A State Religion
‘...and in this schoolhouse some would build a church’
A State Religion
Religion in the public schools will remain a tendentious issue, no matter how or whether the U.S. Supreme Court takes up the question of the symbolic phrase, “under God,” in the Pledge of Allegiance and its organized pupil recitations.
The forces of the religious right, unsatisfied with their own ability to conduct private schools, seem bent on introducing Christianity into the public schools in other ways. For example, there are church-sponsored organizations pulling children from regular classroom work into off-campus “religious instruction” sessions, and they are getting away with it under Tennessee law.
Next Monday, Tuesday and Wednesday, Halls High School and Halls Middle School students are being offered “religious training” as part of a “Youth Crusade” at nearby Beaver Dam Baptist Church. The training is to be conducted in three sessions, averaging about an hour-and-a-half each day, if their parents give them permission.

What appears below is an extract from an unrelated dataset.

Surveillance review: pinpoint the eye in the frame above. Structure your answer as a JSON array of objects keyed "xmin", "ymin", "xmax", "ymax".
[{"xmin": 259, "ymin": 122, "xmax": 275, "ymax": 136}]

It’s billed by its organizers on their website as the “Halls Middle School/Halls High School School Release Crusade 2005” next to the heading: “There’s more to Life Than a Black Hole.... I Have Been Released to Discover the Light.”
The same organization pulled a similar trick last year with very little fanfare. It got about 200 of the 2,000 eligible students and their parents to bite, evangelizing during school time at the church. This year, according to Knox County Law Director Mike Moyers, the crusade’s leaders were required to obtain notarized parental permission slips, and they have done so, grudgingly, even though it’s a feature of the statute that permits such religious proselytizing on school days.
“The statute requires us to allow it,” Moyers says. Even so, some members of the schools’ central office, including Supt. Charles Lindsey, have been concerned enough about the loss of school time to consult with the law director’s staff about its legality and propriety.
School Board Chairman Dan Murphy is not happy with it. “I find the group disruptive and irresponsible,” Murphy says, pointing out that there are only 180 school days in the year, with students expected to learn their lessons sufficiently on those days to pass uniform, standardized tests that have no religious foundation or significance.
That leaves 185 other days to participate in religious activities, not including after-school time on school days, but Murphy says that doesn’t seem to matter to the crusade organizers.
“We’re being used,” Murphy says. He’s right. The schools are being used as collection points. The kids are bused or driven or drive themselves to the schools, where the crusade sends scores of chaperones to pick them up and take them to church.
Although the crusade’s website makes it appear that the schools are backing the crusade, that’s not the case, Murphy says, adding, “We’re not promoting them at all.”
He says Union County and its schools were actively promoting such an extra-curricular crusade several years ago when a family’s successful lawsuit ended that practice there. There are parent-opponents of the Halls crusade as well, Murphy says, but they don’t want to go public with their opposition for fear of having their children harassed, as was the case in Union County.
Bringing the crusade to Knox County is a challenge to the school system here to come up with a way of keeping its kids in school and keeping religious instruction in the homes and churches, where it belongs. It galls Murphy, who says he believes that “they’re spoiling for a fight.” Under existing state law—and because Murphy feels strongly that parents have the last say in what their children may do or not do, legally, and have the right to ask for and be granted excused absences for any reasonable reason—the organization’s Christian soldiers may not get a fight over their crusade.
It’s a failing of state law that does not provide for the strictest of separations between state schooling and church functions. The “Under God” clause wasan unwarranted and probably unconstitutional intrusion into schoolkids’ freedom-of-religion rights when it was jacked into the Pledge at the height of this nation’s Cold War, anti-Godless-communism mentality. But it seems innocuous, like the appearance of “In God We Trust” on coins, compared with sending kids off to church in the middle of the school day.
Left unchecked, such incursions into secular, government institutions based on religious zeal will continue, and they will be founded on the will of any religious majority that forms in this nation, unless legislatures, Congress and the courts put a stop to them. Otherwise, religious expressions should be spread around to reflect Americans’ respect for religious minorities, so that we wouldn’t mistakenly come to believe that Christianity had become an unconstitutional “establishment of religion” in this country.